La misura già chiesta a più riprese dall’intero sistema produttivo dovrebbe consentire alle imprese di non imputare fino al 100% della quota di ammortamento del costo delle immobilizzazioni materiali e immateriali potendo conservare in bilancio il valore che risulta dall’ultima iscrizione ossia nell’ultimo bilancio annuale approvato ante-pandemia. Si tratterebbe dunque di una sospensione degli ammortamenti a tempo e limitata: a tempo perché da riferire a due esercizi, ossia quello in corso, particolarmente pesante per tutte le imprese sotto il profilo delle perdite, e quello del bilancio 2021; limitata perché operativa solo sul piano civilistico, lasciando dunque la possibilità alle imprese di dedurre quote di ammortamento alle stesse condizioni e con gli stessi limiti previsti dagli articoli 102, 102-bis e 103 del Testo unico delle imposte sui redditi, a prescindere dall’imputazione della quota al conto economico. L’ipotesi di operare solo sul piano civilistico e non anche su quello fiscale renderebbe di fatto l’eventuale misura priva di effetti finanziari ai fini dei saldi di finanza pubblica e dunque non andrebbe “coperta”.

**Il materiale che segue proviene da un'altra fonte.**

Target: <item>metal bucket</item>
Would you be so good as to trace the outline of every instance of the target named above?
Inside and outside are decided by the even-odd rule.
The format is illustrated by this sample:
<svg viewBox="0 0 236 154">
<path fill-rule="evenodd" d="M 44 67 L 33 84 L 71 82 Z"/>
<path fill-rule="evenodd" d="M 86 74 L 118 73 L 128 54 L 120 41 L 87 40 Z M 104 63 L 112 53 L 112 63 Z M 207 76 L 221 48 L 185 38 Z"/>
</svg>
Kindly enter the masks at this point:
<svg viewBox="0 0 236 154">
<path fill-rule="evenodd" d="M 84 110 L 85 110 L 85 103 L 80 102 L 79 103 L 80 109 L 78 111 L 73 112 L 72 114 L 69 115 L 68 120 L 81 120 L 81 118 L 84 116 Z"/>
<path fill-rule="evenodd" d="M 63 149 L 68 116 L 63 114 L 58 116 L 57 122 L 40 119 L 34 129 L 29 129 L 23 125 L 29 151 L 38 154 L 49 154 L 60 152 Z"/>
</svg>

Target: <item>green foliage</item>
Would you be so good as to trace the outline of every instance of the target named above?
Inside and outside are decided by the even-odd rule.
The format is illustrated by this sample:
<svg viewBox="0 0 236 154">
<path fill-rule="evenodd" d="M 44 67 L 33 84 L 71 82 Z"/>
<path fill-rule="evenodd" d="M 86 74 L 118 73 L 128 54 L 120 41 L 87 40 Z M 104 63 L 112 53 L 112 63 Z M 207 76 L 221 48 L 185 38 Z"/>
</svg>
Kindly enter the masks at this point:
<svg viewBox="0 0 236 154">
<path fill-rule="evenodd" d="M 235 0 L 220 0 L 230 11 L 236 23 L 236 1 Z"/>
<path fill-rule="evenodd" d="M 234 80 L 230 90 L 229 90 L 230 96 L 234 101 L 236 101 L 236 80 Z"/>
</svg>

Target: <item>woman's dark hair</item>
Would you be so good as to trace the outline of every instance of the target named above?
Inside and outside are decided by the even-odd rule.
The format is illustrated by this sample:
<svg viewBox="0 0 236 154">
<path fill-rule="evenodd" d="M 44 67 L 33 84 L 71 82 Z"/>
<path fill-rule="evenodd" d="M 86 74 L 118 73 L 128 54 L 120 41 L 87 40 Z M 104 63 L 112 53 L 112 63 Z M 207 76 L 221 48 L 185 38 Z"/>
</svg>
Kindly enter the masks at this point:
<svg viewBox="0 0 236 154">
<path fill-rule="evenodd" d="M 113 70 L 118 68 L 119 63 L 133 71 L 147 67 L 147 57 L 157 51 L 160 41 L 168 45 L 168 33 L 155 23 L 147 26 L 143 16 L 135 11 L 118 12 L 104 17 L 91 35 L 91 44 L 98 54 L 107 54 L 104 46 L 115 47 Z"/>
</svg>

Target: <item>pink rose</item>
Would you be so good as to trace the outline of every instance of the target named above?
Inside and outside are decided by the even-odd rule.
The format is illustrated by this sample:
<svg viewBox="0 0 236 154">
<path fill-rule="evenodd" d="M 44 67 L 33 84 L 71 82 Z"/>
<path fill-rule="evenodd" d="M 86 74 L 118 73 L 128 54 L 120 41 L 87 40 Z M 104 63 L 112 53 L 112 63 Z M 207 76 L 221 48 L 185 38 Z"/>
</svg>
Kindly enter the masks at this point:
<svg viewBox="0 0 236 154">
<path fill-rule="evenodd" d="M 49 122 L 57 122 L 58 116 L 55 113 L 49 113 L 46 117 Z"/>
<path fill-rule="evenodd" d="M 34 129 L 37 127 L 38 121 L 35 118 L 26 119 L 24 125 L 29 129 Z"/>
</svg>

La ratio della misura è soprattutto quella di mitigare l’effetto delle perdite sui bilanci 2020 e 2021 anche per consentire al sistema produttivo in crisi di poter accedere al credito senza vedersi negare tale possibilità dagli istituti di credito. Una misura che punterebbe dunque a garantire l’accesso alla liquidità anche ad imprese che nei primi sei mesi del 2020 hanno registrato pesanti cali di fatturato e perdite consistenti. E questo ha riguardato sia le imprese obbligate alla chiusura per il contenimento dei contagi sia quelle rimaste operative ma colpite pesantemente dal calo della domanda.

L’ultima fotografia sui bilanci in rosso delle imprese è stata scattata dal Centro studi di Confindustria con il quarto monitoraggio dell’8 luglio scorso sugli effetti della pandemia. Secondo il Csc la perdita di giugno 2020 rispetto a giugno 2019 è stata del 24,5%, in miglioramento se si guarda a mesi come quello di aprile dove in pieno lockdown le imprese hanno subito perdite per il 48,4% rispetto allo stesso periodo del 2019. Ci sono poi territori in cui le perdite registrate a giugno sono ben più alte della media come la regione Toscana dove il calo del fatturato ha toccato il -37,7 per cento.

L’idea di derogare al codice civile sull'imputazione a conto economico degli ammortamenti ha già riscontrato consenso all'interno della maggioranza. Con un emendamento al decreto rilancio, non approvato anche se ampiamente valutato dai tecnici del Mef e delle Entrate e rimesso alla volontà politica del Governo, il Pd aveva di fatto trasformato in norma il principio contabile Oic29 che consente di rivedere la stima della vita utile dei cespiti materiali e immateriali nei casi di gravi situazioni di crisi o a fronte di eventi eccezionali. Ora il mondo delle imprese chiede al Governo di andare oltre e consentire, a prescindere dai principi contabili dell’Oic e dai suoi vincoli, la deroga piena ai bilanci e non solo quelli del 2020 ma anche quelli del 2021.